Sounds pretty Republican to me!
Exactly. Anyway, I'd like to read from Matthew 11:19. The Son of man came eating and drinking, and they say, Behold a man gluttonous, and a winebibber, a friend of publicans –
Betty, my Bible says "friend of Republicans."
You must have Friend-Of-Our-Lord Pat Robertson's bible, dear. He's been looking for it.
What is a windbibber? Someone who farts? (GIGGLES)
A winebibber. A drunkard. Surely, that word isn't foreign to you, dear. Anyway, do you see, girls what our Lord's inerrant Word is saying?
That, like, Jesus was a partier?
Cool. Jesus was a drunk, too.
Well, not exactly --
See how Christ-like your father has been all these years? You didn't grow up with a lot of mushy talk and touching, but we did give you girls Christian values.

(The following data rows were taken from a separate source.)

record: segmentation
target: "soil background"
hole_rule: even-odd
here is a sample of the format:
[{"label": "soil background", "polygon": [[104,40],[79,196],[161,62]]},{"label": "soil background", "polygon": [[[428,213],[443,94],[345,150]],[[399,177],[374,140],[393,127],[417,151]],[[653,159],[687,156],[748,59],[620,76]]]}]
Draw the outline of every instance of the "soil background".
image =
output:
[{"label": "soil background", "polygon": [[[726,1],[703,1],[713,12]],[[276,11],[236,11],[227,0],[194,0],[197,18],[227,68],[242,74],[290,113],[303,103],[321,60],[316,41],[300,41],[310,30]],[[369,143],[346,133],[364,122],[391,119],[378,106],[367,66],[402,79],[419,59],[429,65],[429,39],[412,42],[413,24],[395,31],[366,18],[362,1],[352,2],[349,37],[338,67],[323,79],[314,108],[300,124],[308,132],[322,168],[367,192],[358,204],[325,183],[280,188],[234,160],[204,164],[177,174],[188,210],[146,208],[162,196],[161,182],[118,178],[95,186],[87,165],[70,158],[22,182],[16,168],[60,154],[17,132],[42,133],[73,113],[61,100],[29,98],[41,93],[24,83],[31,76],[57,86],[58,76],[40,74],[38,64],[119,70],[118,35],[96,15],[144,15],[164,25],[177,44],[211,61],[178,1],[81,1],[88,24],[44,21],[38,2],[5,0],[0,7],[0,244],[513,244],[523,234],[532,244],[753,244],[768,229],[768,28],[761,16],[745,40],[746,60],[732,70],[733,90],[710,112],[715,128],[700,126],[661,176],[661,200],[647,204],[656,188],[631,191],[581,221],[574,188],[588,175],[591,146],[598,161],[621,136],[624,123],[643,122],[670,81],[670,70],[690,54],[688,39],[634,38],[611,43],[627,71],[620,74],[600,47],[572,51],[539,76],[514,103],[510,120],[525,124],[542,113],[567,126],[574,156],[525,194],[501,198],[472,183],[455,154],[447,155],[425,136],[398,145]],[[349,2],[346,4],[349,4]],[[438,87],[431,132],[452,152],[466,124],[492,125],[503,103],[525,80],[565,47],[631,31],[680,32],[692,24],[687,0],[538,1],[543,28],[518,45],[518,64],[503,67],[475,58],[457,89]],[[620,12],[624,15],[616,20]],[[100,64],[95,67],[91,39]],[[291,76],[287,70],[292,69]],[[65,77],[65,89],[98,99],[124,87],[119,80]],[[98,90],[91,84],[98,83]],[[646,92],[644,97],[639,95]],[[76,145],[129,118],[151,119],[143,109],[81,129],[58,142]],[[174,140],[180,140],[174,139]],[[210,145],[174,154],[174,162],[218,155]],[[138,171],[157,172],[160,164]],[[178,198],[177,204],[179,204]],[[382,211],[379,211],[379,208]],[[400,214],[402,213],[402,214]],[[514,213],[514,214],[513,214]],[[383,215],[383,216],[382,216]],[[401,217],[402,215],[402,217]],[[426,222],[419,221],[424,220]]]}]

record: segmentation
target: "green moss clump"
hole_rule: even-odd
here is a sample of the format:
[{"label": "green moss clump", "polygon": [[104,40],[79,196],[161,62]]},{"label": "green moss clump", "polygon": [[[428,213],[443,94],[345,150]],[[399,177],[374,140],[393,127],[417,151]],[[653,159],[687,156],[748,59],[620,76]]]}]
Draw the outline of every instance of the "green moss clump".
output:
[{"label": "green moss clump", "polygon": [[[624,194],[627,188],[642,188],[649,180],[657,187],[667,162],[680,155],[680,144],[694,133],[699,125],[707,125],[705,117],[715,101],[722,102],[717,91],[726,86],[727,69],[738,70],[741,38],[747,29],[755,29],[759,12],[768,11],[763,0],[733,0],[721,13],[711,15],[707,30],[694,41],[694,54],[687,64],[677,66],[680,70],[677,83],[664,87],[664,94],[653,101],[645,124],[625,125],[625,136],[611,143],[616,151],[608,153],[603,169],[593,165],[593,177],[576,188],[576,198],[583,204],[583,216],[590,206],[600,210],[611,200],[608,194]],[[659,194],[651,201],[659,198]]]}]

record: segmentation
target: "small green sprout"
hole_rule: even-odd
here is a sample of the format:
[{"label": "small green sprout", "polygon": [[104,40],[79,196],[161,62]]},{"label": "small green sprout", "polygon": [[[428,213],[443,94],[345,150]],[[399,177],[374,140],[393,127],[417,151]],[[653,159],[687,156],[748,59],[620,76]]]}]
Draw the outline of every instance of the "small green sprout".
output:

Jenna, stop chewing your hair.
Barbara, fix Grandma another Bloody M. And not so much celery salt in it this time. You know I'm on a low-sodium health diet. Are you trying to kill me?
Well, girls, you know we love you –
What your grandfather is trying to say is, we are furious with you two. We've been very lenient. Even though your father talks like his job requires him to go where the vegetables are ripe, thanks to our family name, he has millions squirreled away for you girls. Your parents have given you everything --
Except our time. Parents are entitled to something they can call their own. I'm a teacher --
Laura, I'll handle this. Like I said, you've been given everything. And we only asked for one thing in return!
Not to be drunks like you all?
No! Not to get caught, you idiot!
Well, like, I think it is so totally unfair. I didn't know it was, like, illegal to get a fu –, uh, a drink.
Jenna, you were in court for underage drinking just two weeks before!
That was for beer! I wasn't ordering a beer at Chuy's. Hello? It was a Margarita!
See? They tricked her! She was set up! It's the liberal media. They never reported all the times Chelsea Clinton got arrested!
Chelsea never was arrested.
Well, hell's bells, I don't even report the times I get arrested, I don't know why them liberal reporters got to stick their noses in private family matters.
George, they got citations. It's a matter of public record.
Well, it never would have been public if they had just listened to me! Honestly, girls. I've told you a million times. "Beer after liquor, never sicker – booze before press, what a mess!"
We have tried hard to set a good example. I mean, every day your mother and I come up with a new way to keep our natural love of refreshments away from the prying eyes of the liberal media.
Well, I'm just real concerned about this. After all, Jenna got arrested several years back for an alcohol related offense. We've got that "three strikes and you're out" rule.
Don't you worry about that, Janet! When I'm made Baseball Commissioner, I'll get rid of that rule for you!
Jenna's sister!
Me?
No. I'm sorry. The other one.
Me?
Yes, you. What did you put in Mommy's drinkie-winkie?
You asked for coconut milk –
Not this much. It tastes like suntan lotion. There's no vodka in here. That's the problem! That's always the problem when one of you little hellions mixes mother a little refreshment!
You told her you use three-fingers.
Don't sass me. Both of you have very, very small fingers – and you keep them together! Don't think I don't watch.
Jenna, give me my driver's license back.
I told you it wouldn't work.
You were supposed to put your thumb over my face – not yours.